What kind of search commands should I use?
How should I correlate the event based on a description? Please assist.
WebGUI not available
FAILED TO LAUNCH CLICK
URGENT - application not working
Assumptions! That this is data from a web form or email or something, and it's freeform text. You don't quite come out and say that it is, but reading between the lines seems to make it the only sensible option.
In that case, you are fighting the myriad ways people can spell things rong, the various ways they use english [that was on purpose], vocabulary, and everything else that goes into free text/semantics analysis.
So one possible app that may help (search for more, I suppose!) could be https://splunkbase.splunk.com/app/1179/. I have not used this app, I have no affiliation with it in any way, but it looks like it could be cool (might even try it for myself just to see).
My suggestion is to start with keywords. It'll take a while to build a good list of them, that takes actual effort. Then comes the fun part of what to do with them. One idea might be to use the match command to group them.
... | eval message=lower(message) | eval category=case(match(message, "(urgent|fail*)"), "Important", match(message, "(why|question)", "Question", match(message, "(love*|like*|interesting)", "Feedback") | timechart count by category
I believe the syntax is correct in the above, but I haven't really tested it. Might need a bit of tweaking. (Also, I rarely use Match (preferring rex and regex) but I think I got the syntax right...)
The attempt above is to find build a field
category and if anything in the message matches the word
urgent or one of the variants of
fail... then mark it as
important. Otherwise, if any word in it matches
question mark it as a
Question, lastly, if it goes on about how much they or their sister loves it, likes it or finds it interesting, mark it as
feedback. Obviously, we ignore the nonexistent "I hate you and your little dog, too". No sense worrying about impossible things, right?
I guess at this point we would need some additional test data, or maybe something a bit more specific as to the terms you expect or what you want to do with them.
Just FYI, if you haven't figured it out, doing useful things with freeform text can be hard. Possible, but hard.
Anyway, hope this helps, insofar as it goes.
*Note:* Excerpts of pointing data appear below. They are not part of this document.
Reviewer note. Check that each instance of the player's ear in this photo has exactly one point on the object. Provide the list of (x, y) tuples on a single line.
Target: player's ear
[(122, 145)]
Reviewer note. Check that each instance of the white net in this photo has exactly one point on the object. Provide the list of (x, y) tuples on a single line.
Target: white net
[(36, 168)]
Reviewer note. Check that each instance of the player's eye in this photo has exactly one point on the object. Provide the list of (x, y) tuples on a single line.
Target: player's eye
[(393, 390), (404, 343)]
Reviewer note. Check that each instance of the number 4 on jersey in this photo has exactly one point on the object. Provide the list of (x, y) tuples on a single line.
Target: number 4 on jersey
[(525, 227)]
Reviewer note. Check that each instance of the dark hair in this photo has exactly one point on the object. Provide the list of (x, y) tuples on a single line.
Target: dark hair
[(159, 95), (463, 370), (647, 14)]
Without more samples, you would use newlines as a delimiter for this data:
... [ your original search ] ... | rex "^(?<message1>[^\r\n]+)[\r\n]+(?<message2>[^\r\n]+)[\r\n]+(?<message3>[^\r\n]+)"
You might also be able to assume that in the third line we have an alert level type of field, and the level is URGENT:
... [ your original search ] ...
| rex "^(?<message1>[^\r\n]+)[\r\n]+(?<message2>[^\r\n]+)[\r\n]+(?<alert_level>\S+)\s+-\s+(?<alert_reason>[^\r\n]+)"
Without more samples, it's hard to provide a more detailed response.